You’re right. I do want to go back to ice-skating. I was uninspired before, but you and Yurio have surprised me. When I saw Yurio break my world record in the short program, I did feel like I want to defend it. I felt that I am proud to have choreographed his program, but I am not done yet. Victor Nikiforov isn’t dead. I am still a competitive figure skater, and that part of me is still there.
But when you told me you’re retiring, I got mad. How can you tell me to go back to the ice and say you’re retiring! If you retire, it would be as if all the time I invested in you, all the emotions I’ve put into you over the past eight month didn’t matter anymore. Even if you were to get the gold medal, that’s not enough. I want to see you shine brighter and brighter.
Maybe you thought I was disappointed in you because you couldn’t land the quadruple flip cleanly in the short program, but that’s not true. I was only disappointed because I was with you at that moment. I jumped with you. I felt your disappointment, so I thought I want to do more for you. I want to become a better coach for you.
But…I know I’m not perfect. I did get caught up in the competition because the ice skater within me didn’t die. I’m sorry about that.
Yuri, thank you for thinking about me and my happiness. But you don’t understand. More than me going out and competing, you matter to me, because in the end, seeing you shine gives me life and love. That’s what inspires me and surprises me and makes me want to skate along with you.
Being on the ice by myself is boring, Yuri.
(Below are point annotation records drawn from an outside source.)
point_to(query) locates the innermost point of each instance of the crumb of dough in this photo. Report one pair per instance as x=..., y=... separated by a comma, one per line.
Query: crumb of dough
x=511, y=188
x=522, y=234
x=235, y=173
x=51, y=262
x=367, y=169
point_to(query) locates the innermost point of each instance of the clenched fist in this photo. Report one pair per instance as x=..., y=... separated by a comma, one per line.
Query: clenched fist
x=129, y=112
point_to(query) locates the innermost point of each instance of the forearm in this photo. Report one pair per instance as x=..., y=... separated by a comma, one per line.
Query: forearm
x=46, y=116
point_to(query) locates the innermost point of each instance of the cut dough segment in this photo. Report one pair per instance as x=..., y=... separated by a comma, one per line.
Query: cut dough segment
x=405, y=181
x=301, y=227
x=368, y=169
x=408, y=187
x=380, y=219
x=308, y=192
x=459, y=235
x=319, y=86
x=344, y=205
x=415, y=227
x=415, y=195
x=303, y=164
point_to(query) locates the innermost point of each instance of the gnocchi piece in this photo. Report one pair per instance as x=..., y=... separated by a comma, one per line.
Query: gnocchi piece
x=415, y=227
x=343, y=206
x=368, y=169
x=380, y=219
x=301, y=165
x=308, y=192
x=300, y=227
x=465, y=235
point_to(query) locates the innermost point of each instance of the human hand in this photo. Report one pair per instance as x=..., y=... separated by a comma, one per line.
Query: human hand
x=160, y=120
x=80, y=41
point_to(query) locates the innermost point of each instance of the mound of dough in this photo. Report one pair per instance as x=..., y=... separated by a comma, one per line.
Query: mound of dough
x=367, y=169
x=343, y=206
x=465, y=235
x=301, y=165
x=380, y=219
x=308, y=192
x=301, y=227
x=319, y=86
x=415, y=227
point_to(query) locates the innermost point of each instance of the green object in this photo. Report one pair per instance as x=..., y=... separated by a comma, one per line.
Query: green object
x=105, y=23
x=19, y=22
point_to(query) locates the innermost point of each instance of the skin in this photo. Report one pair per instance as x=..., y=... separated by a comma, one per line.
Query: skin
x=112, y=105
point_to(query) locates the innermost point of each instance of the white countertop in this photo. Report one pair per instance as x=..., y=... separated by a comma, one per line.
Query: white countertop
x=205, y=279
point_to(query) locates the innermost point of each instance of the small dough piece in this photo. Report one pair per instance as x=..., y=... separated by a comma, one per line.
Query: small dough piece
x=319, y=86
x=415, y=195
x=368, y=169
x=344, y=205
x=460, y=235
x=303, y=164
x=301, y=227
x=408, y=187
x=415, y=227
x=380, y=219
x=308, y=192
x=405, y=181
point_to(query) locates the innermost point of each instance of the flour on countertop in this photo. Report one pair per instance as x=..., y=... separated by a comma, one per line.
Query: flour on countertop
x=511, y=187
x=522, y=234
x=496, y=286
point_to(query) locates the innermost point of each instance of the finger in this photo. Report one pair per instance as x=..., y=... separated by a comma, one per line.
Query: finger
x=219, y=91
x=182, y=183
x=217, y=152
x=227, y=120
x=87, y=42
It’s boring and lonely, I don’t want to live like that anymore. I want to skate and compete, but along with you. I don’t want to go back to the ice alone, to go back to my old self, trying to surprise the world without having any more inspiration left in me. I need you to be my inspiration.
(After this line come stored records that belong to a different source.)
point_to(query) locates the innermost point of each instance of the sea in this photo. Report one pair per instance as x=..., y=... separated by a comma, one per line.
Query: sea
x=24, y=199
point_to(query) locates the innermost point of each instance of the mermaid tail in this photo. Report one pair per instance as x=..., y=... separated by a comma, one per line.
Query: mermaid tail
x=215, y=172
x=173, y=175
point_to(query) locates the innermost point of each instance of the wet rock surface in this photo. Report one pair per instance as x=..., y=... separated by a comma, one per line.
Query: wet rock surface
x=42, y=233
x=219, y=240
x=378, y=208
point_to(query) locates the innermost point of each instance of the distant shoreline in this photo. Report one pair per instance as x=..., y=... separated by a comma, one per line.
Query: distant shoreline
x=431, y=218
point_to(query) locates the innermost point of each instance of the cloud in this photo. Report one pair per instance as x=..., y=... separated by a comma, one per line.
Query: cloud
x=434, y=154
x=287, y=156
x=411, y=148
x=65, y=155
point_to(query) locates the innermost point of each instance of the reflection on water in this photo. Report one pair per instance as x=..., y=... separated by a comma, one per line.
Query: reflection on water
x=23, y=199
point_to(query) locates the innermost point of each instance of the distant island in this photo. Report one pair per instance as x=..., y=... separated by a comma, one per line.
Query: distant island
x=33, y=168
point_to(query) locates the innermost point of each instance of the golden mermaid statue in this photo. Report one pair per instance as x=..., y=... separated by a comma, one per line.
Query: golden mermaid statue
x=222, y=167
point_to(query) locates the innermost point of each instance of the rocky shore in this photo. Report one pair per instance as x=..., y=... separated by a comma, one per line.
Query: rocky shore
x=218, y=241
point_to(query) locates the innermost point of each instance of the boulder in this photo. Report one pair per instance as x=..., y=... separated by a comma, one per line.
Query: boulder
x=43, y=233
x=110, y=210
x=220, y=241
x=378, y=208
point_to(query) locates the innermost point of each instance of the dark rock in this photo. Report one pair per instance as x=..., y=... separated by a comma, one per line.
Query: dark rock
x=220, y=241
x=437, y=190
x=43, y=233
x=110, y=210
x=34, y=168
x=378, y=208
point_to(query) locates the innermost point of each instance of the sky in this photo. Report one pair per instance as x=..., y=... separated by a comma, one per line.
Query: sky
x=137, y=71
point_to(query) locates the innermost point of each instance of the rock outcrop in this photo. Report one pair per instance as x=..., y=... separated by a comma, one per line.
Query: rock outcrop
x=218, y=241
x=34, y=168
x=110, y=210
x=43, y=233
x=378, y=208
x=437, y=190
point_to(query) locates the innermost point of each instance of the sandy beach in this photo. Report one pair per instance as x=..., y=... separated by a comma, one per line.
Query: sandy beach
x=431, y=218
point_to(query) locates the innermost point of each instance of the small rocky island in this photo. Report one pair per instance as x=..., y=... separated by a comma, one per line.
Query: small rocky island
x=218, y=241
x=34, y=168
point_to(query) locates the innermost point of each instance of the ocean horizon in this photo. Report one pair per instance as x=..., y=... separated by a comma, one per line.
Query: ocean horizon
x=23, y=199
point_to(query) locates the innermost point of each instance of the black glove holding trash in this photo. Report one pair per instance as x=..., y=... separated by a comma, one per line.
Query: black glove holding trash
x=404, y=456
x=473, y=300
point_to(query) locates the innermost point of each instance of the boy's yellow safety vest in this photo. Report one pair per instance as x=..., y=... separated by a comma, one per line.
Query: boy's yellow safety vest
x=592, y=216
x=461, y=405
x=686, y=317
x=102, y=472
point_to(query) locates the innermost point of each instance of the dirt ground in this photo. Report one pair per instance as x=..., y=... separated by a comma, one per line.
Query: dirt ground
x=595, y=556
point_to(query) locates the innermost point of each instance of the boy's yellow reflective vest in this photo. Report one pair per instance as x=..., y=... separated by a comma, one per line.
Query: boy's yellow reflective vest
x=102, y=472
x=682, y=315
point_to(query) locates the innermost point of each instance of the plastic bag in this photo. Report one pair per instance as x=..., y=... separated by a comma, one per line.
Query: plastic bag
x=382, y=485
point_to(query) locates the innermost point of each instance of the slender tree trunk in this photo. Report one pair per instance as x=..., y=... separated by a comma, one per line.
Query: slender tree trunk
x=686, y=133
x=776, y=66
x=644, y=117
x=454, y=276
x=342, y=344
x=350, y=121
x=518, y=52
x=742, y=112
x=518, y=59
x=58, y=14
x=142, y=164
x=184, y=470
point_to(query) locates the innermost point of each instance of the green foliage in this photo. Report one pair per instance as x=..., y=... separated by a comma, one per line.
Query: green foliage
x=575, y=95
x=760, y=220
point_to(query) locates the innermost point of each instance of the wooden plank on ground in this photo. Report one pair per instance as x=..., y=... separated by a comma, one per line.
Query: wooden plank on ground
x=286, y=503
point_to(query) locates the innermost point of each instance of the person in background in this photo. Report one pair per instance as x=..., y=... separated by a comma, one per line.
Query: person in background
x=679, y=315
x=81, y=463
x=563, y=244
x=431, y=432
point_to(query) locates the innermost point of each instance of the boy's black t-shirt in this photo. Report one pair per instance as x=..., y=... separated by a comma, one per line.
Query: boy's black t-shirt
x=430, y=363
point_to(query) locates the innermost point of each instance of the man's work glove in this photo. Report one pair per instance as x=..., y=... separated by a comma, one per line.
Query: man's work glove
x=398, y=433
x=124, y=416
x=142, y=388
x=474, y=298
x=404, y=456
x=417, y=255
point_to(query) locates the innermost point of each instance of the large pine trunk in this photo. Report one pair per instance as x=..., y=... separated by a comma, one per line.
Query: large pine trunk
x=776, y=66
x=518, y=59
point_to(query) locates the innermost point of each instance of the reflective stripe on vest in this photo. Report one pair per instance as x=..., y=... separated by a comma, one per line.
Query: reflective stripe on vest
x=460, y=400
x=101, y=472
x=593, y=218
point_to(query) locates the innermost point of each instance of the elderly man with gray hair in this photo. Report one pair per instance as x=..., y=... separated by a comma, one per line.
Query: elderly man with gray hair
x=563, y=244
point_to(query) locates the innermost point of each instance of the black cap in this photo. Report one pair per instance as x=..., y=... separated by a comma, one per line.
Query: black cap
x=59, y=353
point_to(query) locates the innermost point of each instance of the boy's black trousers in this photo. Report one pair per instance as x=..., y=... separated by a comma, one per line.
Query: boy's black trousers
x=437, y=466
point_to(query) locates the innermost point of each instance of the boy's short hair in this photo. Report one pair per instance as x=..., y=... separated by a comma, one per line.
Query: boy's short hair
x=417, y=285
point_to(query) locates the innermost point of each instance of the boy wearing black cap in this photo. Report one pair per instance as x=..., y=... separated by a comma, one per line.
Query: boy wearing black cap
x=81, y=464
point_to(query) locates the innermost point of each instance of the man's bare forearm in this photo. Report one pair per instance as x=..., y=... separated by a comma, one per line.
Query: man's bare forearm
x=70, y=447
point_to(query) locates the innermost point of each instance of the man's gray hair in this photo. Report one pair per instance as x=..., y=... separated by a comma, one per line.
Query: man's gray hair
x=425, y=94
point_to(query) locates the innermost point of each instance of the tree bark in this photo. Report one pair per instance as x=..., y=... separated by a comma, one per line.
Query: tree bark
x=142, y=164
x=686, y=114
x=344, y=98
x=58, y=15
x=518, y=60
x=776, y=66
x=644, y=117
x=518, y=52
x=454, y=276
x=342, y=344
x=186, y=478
So, come back to the ice, Yuri. Come back to the place where we found life and love together. Don’t let this be the end.
Stay close to me.
I’m afraid of losing you.
I wrote this as a way to try to understand Victor's character and behavior in episode 11 and 12 from the "inside" perspective. Sometimes, when I get into an argument with my boyfriend or parents, I would cool down by writing them a letter like this to sort out my thoughts. I think that in this case, Victor had an argument with Yuri at the start of episode 12, and they left on angry terms, so Victor wrote this to sort out his thoughts. I don't know if he would actually be self-aware like this, though-this is mostly an exercise for me to try to understand him.